The Video to the original talk is available here.

3. Combatting Advanced Cybersecurity Threats with AI and Machine Learning 

This one was by Andrew B. Gardner, Head of Symantec’s ML Program. My notes below:

  • Interesting perspective shared here, but a bit high level.
  • He starts off with comparing AI & ML and how they differ in cyber – interesting point about the use of ML in cybersecurity, rather than AI, for various reasons:
    • complex sequential data
    • not human intuitive (logs)
    • labels are expensive (scarce)
    • closed research models
  • Typical use of ML in cyber today: collect data sets > training algorithms > build a model > updated classifiers > ingested to another “threat detector”
  • Though the advantages of using ML in cybersecurity are good, Andrew poses interesting argument around what are disadvantages of using ML in cyber security:
    • dependency on data (quality, completeness), and system
    • adversaries also have access to ML
  • ML at Symantec
    • some interesting approaches shown, about optimizing models – True positive to false positive ratios (ROC) and how to optimize them
    • use of string scoring services – Charlatan

Link to the original talk is here.

4. Automated prevention of ransomware with Machine learning and GPOs

This talk was by Rod Soto (Security Researcher at Splunk) and Joseph Zadeh (Security Data Scientist at Splunk). My notes below:

  • Rod and Joseph started with some key aspects of detecting ransomeware in the “new age” – behavioural modeling, unsupervised ML, anomaly detection and leveraging big data
  • Use of Aktaion tool kit for building the detection system
    • Take PCAPs of known (labeled) exploits and known (labeled) benign behavior and convert them to bro format
    • Convert each Bro log to a sequence of micro behaviors (machine learning input)
    • Compare the sequence of micro behaviors to a set of known benign/malicious samples using a Random Forest Classifier
    • Derive a list of indicators from any log predicted as malicious
    • Pass the list of IOCs (JSON) to a GPO generation script
  • Key is to focus on delivery of exploit (in addition to using system specific and call back specific behaviours) – following key steps were covered:
    • training a model (Random forest algorithm used in this case), to detect exploit delivery, using known malicious indicators
    • tuning the hyper parameters – risk factor, age, session time, entropy, etc.
    • model classifier built with 6 trees
    • the model will start generating output that separates signal from noise (they use the Splunk MLTK in this case)
    • link it to GPO scripts to automate the response procedures via power shell (active defense)
  • Training set and test data used in the demo include datasets from Contagio, DeepEnd Research, Ransomware samples with some call back and file system level indicators, labelled benign http user traffic (anonymized bluecoat logs)
  • The talk then ends with a PoC demo of this whole workflow
  • Summary: ML + GPO = Active Defense

Link to the original talk here.

5. Big Metadata: Machine Learning on Encrypted Communications

This one was by Jennifer Fernick and Mark Crowley, Security Researchers from University of Waterloo.

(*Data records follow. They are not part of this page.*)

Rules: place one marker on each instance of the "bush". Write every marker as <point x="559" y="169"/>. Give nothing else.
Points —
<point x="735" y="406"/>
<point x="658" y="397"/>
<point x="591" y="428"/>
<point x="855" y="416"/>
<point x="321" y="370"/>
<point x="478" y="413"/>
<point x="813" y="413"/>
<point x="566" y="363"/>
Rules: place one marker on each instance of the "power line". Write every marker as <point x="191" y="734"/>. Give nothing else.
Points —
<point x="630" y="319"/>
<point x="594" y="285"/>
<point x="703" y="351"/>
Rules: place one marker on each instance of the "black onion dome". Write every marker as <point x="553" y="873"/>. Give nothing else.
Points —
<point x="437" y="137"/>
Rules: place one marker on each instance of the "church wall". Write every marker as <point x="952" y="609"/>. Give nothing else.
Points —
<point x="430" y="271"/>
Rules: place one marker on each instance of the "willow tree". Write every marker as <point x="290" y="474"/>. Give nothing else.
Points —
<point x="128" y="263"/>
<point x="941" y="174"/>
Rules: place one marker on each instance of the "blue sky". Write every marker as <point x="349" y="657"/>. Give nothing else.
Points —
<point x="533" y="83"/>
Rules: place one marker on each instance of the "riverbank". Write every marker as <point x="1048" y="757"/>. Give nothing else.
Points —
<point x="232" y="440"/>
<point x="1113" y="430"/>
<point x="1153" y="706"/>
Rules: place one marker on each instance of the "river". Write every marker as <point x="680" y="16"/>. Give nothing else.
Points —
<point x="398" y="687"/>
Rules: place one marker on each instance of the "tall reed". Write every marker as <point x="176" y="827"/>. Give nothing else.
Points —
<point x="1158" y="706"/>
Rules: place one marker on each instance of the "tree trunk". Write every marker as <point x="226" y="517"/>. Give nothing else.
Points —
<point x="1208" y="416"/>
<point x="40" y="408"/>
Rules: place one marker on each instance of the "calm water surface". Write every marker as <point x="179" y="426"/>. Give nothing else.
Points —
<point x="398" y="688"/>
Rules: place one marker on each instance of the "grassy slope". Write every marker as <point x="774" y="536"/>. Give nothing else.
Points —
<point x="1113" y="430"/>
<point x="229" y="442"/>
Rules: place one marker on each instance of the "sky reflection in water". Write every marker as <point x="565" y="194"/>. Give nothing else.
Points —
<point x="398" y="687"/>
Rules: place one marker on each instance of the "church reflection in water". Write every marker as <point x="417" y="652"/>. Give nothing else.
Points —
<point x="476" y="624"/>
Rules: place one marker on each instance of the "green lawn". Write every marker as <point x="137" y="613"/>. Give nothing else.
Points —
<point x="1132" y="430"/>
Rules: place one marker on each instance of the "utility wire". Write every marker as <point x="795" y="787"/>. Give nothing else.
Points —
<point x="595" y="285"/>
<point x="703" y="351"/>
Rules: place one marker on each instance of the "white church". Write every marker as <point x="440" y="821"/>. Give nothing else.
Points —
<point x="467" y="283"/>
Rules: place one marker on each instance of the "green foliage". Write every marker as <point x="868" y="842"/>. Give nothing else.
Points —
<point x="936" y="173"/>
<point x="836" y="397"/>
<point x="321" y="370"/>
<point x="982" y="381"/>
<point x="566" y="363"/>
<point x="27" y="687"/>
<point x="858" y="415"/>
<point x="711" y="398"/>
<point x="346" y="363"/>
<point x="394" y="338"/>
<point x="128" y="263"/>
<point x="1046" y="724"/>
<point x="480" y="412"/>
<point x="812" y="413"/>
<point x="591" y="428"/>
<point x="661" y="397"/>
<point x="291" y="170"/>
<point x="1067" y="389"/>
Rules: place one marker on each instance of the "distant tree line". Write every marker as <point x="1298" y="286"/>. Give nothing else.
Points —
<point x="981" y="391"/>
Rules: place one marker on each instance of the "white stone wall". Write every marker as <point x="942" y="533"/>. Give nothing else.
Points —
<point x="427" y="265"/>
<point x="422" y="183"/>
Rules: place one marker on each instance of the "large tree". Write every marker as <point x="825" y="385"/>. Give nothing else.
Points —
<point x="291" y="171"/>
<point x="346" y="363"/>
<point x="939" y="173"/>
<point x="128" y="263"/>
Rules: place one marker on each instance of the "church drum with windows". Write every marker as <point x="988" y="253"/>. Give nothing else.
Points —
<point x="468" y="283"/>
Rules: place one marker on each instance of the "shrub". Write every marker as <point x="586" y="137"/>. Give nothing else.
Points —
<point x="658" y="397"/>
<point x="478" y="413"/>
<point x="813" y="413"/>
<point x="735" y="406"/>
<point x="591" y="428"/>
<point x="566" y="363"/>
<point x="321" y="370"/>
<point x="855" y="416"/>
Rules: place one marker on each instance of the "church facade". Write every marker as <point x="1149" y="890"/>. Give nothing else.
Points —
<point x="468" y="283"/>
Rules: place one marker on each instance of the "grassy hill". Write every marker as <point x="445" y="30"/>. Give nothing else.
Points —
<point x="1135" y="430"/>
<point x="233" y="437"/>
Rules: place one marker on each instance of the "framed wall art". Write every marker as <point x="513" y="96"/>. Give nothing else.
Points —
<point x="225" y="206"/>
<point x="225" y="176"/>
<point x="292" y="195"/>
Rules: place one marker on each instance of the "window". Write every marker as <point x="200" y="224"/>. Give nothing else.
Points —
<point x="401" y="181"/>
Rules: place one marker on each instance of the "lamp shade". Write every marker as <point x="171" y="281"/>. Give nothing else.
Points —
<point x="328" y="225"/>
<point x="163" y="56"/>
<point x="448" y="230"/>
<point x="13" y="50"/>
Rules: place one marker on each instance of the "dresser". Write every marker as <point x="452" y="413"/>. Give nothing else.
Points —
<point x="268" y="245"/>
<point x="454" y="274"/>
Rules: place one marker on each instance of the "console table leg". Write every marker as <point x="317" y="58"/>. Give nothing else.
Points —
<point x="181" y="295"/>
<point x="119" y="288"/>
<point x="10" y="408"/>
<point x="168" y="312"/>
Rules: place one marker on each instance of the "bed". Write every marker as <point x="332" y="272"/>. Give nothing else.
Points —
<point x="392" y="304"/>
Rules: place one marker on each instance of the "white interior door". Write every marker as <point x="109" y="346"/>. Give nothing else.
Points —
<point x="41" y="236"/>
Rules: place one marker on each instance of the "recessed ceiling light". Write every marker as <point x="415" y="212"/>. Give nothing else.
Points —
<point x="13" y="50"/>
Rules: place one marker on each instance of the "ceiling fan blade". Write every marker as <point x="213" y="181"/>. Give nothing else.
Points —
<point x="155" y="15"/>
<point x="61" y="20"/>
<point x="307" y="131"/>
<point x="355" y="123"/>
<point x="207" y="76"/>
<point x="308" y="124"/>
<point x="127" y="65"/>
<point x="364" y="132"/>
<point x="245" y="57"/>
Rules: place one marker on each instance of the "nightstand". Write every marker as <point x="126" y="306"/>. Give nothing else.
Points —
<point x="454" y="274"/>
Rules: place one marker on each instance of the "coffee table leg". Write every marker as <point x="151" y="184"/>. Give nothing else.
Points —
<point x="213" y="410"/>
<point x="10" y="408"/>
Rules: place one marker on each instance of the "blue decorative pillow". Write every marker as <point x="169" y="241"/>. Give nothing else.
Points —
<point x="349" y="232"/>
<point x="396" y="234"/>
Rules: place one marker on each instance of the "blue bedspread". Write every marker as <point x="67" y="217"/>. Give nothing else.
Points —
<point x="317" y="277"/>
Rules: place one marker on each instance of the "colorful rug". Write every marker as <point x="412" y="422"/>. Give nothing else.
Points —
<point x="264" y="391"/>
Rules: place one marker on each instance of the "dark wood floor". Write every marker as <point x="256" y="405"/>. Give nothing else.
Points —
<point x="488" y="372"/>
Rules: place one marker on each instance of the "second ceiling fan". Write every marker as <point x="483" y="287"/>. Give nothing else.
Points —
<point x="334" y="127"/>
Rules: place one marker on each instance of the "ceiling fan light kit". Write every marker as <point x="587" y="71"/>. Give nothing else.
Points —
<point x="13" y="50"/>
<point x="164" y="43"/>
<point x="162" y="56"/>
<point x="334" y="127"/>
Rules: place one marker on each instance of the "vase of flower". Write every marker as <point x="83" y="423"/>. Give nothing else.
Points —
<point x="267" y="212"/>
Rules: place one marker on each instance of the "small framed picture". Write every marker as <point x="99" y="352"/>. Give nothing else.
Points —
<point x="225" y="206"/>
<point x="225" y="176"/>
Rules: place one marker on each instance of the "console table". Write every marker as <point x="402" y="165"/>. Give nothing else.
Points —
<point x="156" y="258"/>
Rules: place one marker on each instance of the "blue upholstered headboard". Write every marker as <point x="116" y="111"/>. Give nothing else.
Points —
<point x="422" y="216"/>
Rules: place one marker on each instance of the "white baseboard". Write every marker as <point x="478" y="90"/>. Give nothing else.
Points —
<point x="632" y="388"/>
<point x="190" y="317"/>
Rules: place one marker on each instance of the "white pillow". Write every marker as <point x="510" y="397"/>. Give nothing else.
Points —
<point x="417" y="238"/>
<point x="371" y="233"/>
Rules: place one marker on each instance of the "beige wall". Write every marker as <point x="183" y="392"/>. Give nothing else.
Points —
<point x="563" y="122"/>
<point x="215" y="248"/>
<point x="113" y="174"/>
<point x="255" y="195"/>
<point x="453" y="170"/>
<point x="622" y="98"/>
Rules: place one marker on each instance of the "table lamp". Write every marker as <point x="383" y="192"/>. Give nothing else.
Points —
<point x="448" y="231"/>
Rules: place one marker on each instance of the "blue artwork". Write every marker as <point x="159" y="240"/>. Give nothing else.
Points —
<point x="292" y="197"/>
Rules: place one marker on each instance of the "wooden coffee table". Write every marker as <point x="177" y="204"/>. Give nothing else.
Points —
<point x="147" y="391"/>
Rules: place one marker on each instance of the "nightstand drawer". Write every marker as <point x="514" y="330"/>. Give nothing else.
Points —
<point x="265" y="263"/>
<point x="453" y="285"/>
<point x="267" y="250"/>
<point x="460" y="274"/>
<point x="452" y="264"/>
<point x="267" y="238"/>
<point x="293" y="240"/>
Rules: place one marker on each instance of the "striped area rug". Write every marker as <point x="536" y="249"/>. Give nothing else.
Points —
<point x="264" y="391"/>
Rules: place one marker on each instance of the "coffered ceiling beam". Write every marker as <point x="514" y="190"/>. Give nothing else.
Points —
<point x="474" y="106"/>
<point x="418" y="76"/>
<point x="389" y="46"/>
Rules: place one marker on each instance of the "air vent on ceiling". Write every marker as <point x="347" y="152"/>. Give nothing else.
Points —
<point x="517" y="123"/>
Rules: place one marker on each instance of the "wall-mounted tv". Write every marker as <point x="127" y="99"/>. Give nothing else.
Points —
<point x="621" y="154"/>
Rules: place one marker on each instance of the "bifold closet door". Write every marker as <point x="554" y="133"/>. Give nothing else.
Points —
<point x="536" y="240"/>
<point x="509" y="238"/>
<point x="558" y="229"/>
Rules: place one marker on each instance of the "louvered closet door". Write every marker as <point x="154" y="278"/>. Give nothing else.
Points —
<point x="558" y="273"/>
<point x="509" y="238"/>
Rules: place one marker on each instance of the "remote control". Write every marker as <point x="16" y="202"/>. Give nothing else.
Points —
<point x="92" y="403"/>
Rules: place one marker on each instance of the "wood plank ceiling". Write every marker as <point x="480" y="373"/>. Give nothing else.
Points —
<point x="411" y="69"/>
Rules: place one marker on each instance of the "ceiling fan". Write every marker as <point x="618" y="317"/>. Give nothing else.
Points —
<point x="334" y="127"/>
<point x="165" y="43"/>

My notes below:

  • This is derived from a research project, and was a very interesting session where not just the application of ML in cybersecurity was discussed, but also the inverse – security in the computational functions of ML
  • In this talk Jennifer and Mark talk about
    • ML research in cyber security – applying ML to problems in cybersecurity
      • using ML in cyber security
      • cybersecurity for ML – adversarial ML – study of ML systems in adversarial environments, where an attacker might train the system in hopes of modifying its behaviour to allow for an attack
      • a mid way – secure ways of computing ML functions
    • Candidate problems depend on information sources
    • Metadata – how can we use metadata for building the training set, while keeping privacy concerns intact?
    • ML 101 – a crash course
    • Their work in the field, and
    • Future direction
  • In the “security for ML” topic, there were some very interesting concepts presented – secure multi-party computation, privacy preserving data mining, homomorphic encryption, differential privacy. All these are deep mathematical and computation fields in themselves and definitively requires intensive reading. And so I am going to stop at that!
  • In the “ML in cybersecurity” topic, some fundamental questions were called out – what problem am I trying to solve
    • securing my learning data?
    • learning my security data?
  • On “ML 101” topic, they give an excellent crash course on ML and how to use it in cybersecurity
    • use of clustering (unsupervised learning) and classification (supervised learning)
    • system design and algorithm choices
  • Their work in ML – use of ML on encrypted data – analysing private and public communication networks to detect anomalies
  • I have to confess I found this talk to be the most difficult to thoroughly grasp, as the talk was research oriented and definitely calls for an in depth reading on each of the sub-topics covered. A great presentation indeed!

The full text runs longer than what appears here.